Кондратий тоже оглядел парнишку, и острая сосулька льда скользнула к сердцу. Уколола острием и холодом и медленно таяла. Где-то далеко в горах живет паренек Фирся, совсем еще малыш. Понятно, ежели Бог даст здоровья матери, эдакая доля не постигнет. А вдруг что-либо с Настасьей приключится? Больше месяца нет никаких вестей. Вон какие стоят холода. Одна осталась на заимке, да еще и не пустая: перед расставаньем-то ей новое дитя посеял. Теперь уж на сносях. Что, как не управится? Баба молодая, до труда охочая, рисковая. Не побережется, вот и захворать недолго. Не простыла бы, не свалилась бы с утеса в реку. Дед Ерема стар, помощник ненадежный...
Думал так-то о своих Кондратий, а сам глядел на приблудного мальчонку, хрупкого, беспомощного сироту, и тут же говорил негромко:
— Экая былинка в поле. Сколько ж тебе лет-то?
— Не знаю.
Солдаты в это время галдели: брать или не брать, и если брать с собой мальчонку, то как быть, ежели придется на позиции идти?
Кондратий коротко и круто огрызнулся:
— А кто возьмет на себя грех на улицу его выкинуть?
Борода Кондратия всегда казала его старше своих лет, да и слова его были всегда медлительны, отчетливы, резонны. А на этот раз они прозвучали прямо как приказание.

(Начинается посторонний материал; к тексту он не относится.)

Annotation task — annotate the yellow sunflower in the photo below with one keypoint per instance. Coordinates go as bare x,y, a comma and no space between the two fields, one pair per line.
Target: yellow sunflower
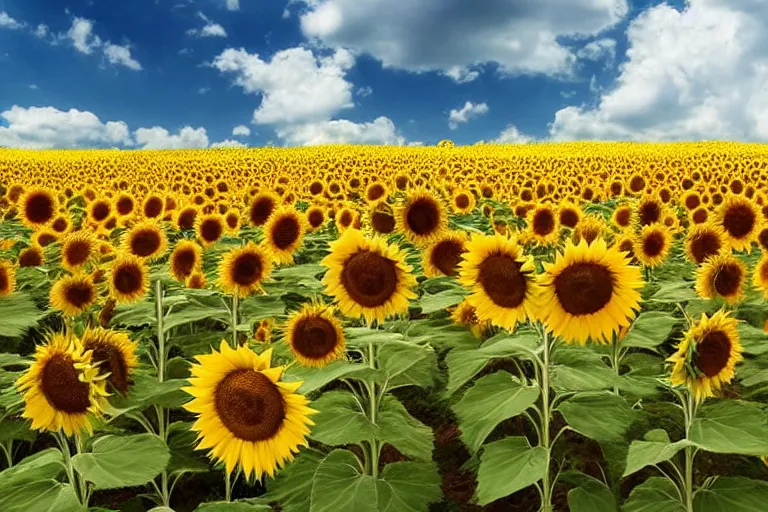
706,357
245,414
61,389
368,277
721,276
590,292
315,335
501,280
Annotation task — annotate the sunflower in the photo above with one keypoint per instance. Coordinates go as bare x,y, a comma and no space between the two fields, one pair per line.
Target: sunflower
37,207
245,414
147,240
128,278
315,335
32,256
368,277
186,257
443,256
721,276
422,218
7,278
465,314
703,241
114,354
463,201
740,220
242,270
283,234
61,390
501,280
590,292
706,357
73,295
653,244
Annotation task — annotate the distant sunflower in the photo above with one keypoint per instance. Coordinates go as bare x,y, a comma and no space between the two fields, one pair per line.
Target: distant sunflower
590,292
114,355
73,295
146,240
706,357
128,279
245,414
443,256
186,257
315,335
367,277
721,276
61,390
422,218
283,234
653,244
501,280
242,270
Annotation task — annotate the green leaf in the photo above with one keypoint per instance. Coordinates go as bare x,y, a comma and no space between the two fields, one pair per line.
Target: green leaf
601,416
340,420
491,400
340,487
508,465
649,330
407,434
731,426
19,313
116,462
656,494
463,364
732,494
408,487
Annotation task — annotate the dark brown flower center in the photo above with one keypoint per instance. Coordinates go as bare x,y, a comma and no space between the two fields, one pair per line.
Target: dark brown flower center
584,288
250,405
369,278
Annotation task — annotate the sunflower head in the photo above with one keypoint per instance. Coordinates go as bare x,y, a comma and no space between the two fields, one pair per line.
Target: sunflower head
246,415
706,357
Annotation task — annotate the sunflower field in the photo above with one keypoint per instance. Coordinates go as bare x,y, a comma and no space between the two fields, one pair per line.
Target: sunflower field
545,327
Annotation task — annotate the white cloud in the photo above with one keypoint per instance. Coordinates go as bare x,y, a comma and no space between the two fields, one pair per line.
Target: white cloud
121,55
466,113
511,135
380,131
700,73
7,22
241,130
158,137
450,36
48,127
295,85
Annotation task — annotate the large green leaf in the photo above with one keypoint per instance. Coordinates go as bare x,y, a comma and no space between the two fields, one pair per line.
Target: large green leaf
339,486
656,494
463,364
731,426
116,462
732,494
508,465
19,313
491,400
601,416
649,330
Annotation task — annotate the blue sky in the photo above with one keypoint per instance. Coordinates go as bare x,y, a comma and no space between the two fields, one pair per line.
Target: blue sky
185,73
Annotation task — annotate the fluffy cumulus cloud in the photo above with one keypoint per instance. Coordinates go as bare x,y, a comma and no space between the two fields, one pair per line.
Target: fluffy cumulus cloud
48,127
453,36
466,113
699,73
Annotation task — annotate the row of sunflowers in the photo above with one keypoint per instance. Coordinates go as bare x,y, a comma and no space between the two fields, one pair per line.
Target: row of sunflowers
542,327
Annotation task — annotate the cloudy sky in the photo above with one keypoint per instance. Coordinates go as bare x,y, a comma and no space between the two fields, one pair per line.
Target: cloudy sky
200,73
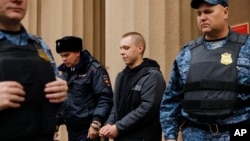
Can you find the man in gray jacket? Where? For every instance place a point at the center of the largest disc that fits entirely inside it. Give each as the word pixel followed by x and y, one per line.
pixel 137 95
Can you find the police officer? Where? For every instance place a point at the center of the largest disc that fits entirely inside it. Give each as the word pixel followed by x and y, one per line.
pixel 90 94
pixel 209 82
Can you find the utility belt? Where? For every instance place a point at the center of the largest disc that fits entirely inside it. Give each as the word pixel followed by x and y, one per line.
pixel 214 128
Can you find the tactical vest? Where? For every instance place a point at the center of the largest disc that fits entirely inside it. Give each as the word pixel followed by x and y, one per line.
pixel 212 85
pixel 36 118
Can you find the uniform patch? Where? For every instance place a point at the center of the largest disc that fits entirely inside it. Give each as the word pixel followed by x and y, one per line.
pixel 226 58
pixel 106 80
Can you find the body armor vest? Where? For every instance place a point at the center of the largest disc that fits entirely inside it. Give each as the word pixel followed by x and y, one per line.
pixel 36 117
pixel 212 88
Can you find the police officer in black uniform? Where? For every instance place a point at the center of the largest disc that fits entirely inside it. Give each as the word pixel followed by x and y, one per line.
pixel 90 94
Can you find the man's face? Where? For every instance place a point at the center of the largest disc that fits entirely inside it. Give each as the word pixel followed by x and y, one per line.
pixel 12 11
pixel 212 19
pixel 130 52
pixel 70 59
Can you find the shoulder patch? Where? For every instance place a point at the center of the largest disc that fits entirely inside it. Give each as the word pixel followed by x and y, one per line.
pixel 96 64
pixel 106 80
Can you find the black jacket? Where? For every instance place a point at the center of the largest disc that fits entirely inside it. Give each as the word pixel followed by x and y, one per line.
pixel 137 97
pixel 89 95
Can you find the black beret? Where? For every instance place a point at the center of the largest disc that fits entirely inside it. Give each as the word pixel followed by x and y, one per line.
pixel 196 3
pixel 69 43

И порешили, что мальчонку заберут, куда бы ни отправились. Будет с кухней ездить, остатки щей с Валеткой доедать, а там, гляди, и подсоблять по силенкам приучится.

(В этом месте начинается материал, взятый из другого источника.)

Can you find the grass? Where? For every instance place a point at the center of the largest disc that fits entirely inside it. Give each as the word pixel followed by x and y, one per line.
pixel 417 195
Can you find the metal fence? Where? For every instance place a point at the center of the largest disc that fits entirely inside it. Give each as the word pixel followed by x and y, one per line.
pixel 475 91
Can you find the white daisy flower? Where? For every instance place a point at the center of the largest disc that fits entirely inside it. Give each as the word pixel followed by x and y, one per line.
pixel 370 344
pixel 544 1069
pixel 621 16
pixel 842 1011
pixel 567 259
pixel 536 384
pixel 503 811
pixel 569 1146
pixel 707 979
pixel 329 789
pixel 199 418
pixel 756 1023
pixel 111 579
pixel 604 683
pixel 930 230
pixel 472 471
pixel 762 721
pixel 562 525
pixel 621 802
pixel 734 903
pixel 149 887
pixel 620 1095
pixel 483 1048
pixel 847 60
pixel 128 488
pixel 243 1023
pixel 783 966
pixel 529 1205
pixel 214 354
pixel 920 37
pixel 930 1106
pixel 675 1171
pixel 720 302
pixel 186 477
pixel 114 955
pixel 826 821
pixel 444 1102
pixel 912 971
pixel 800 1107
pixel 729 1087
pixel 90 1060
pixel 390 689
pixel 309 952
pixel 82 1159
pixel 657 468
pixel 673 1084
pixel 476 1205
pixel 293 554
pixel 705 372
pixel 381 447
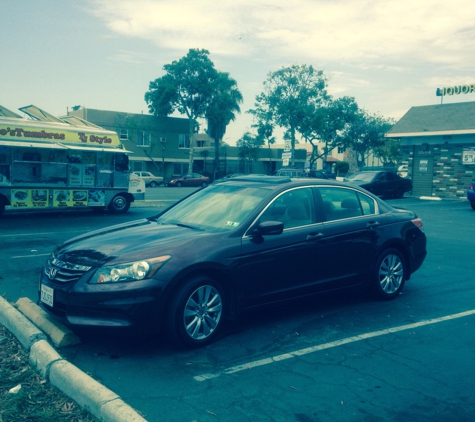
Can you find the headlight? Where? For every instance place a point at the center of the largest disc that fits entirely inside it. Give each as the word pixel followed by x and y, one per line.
pixel 131 271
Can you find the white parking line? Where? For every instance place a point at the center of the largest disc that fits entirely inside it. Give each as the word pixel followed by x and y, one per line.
pixel 30 256
pixel 313 349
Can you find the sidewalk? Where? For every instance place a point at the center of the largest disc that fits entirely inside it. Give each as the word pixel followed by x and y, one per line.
pixel 36 330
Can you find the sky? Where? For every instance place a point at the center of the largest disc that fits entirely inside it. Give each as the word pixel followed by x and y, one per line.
pixel 102 54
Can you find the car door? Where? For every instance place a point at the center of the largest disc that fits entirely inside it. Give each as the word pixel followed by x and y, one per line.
pixel 278 267
pixel 353 229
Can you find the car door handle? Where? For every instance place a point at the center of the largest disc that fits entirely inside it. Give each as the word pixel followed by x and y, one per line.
pixel 314 236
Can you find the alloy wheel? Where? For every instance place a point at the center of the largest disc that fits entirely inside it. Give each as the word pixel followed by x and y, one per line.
pixel 203 311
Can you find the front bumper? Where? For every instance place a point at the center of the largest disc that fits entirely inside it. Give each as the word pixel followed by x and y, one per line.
pixel 138 305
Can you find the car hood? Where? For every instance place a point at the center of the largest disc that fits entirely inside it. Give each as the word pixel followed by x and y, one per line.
pixel 359 182
pixel 127 242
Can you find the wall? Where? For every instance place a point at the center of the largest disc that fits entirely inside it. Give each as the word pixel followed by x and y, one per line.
pixel 445 177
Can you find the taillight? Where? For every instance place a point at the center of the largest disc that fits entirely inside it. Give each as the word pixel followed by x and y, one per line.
pixel 418 222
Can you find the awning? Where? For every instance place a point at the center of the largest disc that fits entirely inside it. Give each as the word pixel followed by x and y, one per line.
pixel 31 144
pixel 39 114
pixel 97 149
pixel 57 145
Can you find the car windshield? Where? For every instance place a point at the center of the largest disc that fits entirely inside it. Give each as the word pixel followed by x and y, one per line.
pixel 217 208
pixel 362 177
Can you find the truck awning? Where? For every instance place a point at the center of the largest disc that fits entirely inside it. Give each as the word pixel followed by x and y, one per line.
pixel 31 144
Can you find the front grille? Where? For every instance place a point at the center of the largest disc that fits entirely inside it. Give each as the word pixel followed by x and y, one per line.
pixel 64 272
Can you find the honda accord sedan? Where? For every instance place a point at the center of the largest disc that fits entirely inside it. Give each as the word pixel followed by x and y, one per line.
pixel 229 247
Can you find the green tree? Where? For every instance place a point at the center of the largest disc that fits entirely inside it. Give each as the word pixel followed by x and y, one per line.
pixel 388 152
pixel 328 123
pixel 221 110
pixel 186 87
pixel 249 146
pixel 265 128
pixel 288 93
pixel 366 135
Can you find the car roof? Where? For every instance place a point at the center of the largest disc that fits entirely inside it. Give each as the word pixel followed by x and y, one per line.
pixel 275 181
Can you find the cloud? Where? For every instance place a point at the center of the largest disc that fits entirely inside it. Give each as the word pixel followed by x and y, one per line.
pixel 347 30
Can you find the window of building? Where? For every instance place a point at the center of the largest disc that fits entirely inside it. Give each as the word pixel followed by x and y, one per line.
pixel 183 140
pixel 144 139
pixel 124 134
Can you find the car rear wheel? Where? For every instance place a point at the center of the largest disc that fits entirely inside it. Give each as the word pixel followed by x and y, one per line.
pixel 119 205
pixel 389 276
pixel 400 193
pixel 195 316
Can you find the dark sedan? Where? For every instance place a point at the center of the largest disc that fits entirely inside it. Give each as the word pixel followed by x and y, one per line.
pixel 193 179
pixel 382 183
pixel 228 247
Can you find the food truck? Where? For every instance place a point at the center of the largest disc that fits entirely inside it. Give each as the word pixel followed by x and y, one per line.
pixel 48 162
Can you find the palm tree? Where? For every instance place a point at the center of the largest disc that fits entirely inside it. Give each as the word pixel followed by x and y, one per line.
pixel 222 110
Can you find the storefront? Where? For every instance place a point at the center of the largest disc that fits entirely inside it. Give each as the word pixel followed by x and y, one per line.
pixel 49 163
pixel 438 146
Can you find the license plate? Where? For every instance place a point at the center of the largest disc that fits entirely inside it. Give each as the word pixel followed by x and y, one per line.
pixel 47 294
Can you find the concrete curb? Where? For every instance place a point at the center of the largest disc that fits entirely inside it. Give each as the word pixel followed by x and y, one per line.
pixel 87 392
pixel 59 334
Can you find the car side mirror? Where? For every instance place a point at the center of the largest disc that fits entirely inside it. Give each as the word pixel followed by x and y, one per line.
pixel 268 228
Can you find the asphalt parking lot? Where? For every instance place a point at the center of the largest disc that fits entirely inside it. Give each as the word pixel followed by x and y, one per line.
pixel 338 357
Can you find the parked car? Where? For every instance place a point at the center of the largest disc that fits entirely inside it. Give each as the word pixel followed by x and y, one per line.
pixel 471 195
pixel 403 170
pixel 381 183
pixel 193 179
pixel 149 179
pixel 290 172
pixel 321 174
pixel 230 176
pixel 229 247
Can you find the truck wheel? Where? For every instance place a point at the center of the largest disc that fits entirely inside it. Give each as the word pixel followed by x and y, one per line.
pixel 119 205
pixel 2 205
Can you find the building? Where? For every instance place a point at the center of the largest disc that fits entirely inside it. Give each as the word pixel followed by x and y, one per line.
pixel 438 147
pixel 161 145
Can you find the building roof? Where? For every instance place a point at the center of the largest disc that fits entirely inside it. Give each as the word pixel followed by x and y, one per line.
pixel 441 119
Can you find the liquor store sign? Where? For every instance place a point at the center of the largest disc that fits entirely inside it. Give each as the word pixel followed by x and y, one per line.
pixel 455 90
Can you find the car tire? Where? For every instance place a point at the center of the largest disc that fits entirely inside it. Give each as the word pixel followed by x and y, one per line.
pixel 119 205
pixel 389 275
pixel 196 313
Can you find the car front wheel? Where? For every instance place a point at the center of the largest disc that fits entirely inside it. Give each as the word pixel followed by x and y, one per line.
pixel 195 316
pixel 389 276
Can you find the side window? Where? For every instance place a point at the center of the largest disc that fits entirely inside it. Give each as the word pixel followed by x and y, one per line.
pixel 392 176
pixel 340 203
pixel 367 204
pixel 294 208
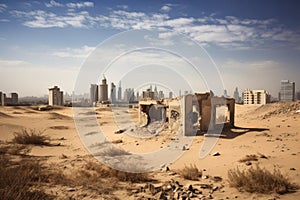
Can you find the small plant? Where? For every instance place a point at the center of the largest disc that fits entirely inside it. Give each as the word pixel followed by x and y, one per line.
pixel 260 181
pixel 190 172
pixel 31 136
pixel 249 158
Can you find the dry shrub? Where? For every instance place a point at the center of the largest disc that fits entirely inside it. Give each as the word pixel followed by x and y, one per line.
pixel 190 172
pixel 20 179
pixel 248 158
pixel 260 181
pixel 31 136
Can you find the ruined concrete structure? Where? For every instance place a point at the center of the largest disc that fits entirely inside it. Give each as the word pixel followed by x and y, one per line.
pixel 197 112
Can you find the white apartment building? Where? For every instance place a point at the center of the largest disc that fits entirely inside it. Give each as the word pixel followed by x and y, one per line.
pixel 256 97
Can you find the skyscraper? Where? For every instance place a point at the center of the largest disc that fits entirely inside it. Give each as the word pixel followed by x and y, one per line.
pixel 103 91
pixel 94 93
pixel 236 95
pixel 113 93
pixel 120 92
pixel 287 91
pixel 56 97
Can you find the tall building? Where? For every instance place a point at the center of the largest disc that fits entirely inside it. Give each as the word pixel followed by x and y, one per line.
pixel 129 95
pixel 14 98
pixel 2 99
pixel 256 97
pixel 298 95
pixel 120 92
pixel 236 95
pixel 94 93
pixel 287 91
pixel 113 93
pixel 156 95
pixel 161 94
pixel 103 91
pixel 56 97
pixel 148 94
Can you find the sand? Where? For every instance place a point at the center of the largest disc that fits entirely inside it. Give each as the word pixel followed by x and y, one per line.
pixel 272 130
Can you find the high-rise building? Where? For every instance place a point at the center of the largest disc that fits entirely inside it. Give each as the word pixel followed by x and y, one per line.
pixel 14 98
pixel 298 95
pixel 148 94
pixel 103 91
pixel 129 95
pixel 56 97
pixel 161 94
pixel 256 97
pixel 120 92
pixel 156 95
pixel 236 95
pixel 113 93
pixel 287 91
pixel 94 93
pixel 2 99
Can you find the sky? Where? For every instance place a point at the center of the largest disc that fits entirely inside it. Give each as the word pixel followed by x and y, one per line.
pixel 250 44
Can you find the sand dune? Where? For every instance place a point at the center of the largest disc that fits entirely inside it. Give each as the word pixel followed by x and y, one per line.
pixel 270 130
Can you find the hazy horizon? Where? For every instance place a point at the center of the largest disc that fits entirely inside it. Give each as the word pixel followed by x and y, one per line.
pixel 253 44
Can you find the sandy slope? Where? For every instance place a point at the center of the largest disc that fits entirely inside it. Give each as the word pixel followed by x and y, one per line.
pixel 271 130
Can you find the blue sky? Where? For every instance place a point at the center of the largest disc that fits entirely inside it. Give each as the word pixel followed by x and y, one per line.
pixel 254 43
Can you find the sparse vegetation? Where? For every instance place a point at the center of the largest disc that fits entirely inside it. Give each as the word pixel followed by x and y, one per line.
pixel 19 179
pixel 31 136
pixel 249 158
pixel 190 172
pixel 260 180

Посмотрели на парнишку как на своего и с суровой лаской захотели узнать имя.
— Как зовут-то?
— Мишкой! — отозвался мальчик и опять быстро скользнул по лицам окружавших его солдат, как бы в чем-то им не доверяя.
— А искудова ж ты заявился?
— Я-то? — переспросил Мишка и, подумавши, ответил: — Истудова, — и показал пальцем прямо за окна.
— Эх ты, несмышленыш глупый, тебя спрашивают: из какой деревни али города?
Мишка заморгал и не умел ответить. А солдаты еще больше подобрели. Лица у них стали теплые и розовые, а голоса душевные.
Кто-то со стороны нар веселым свистом покрыл голоса и, когда все удивленно замолчали, громко сказал:
— Будя вам дурака валять! Тут человек сказку зачинает сказывать.
И многие, как дети, бросив Мишку, потянулись к сказке. Но сказатель законфузился. Брыкнув разутыми ногами в сторону позвавшего, он откатился в глубину нар и протяжно запротестовал:
— Ну-у тя к лешему! Я те больше никогда не буду сказывать.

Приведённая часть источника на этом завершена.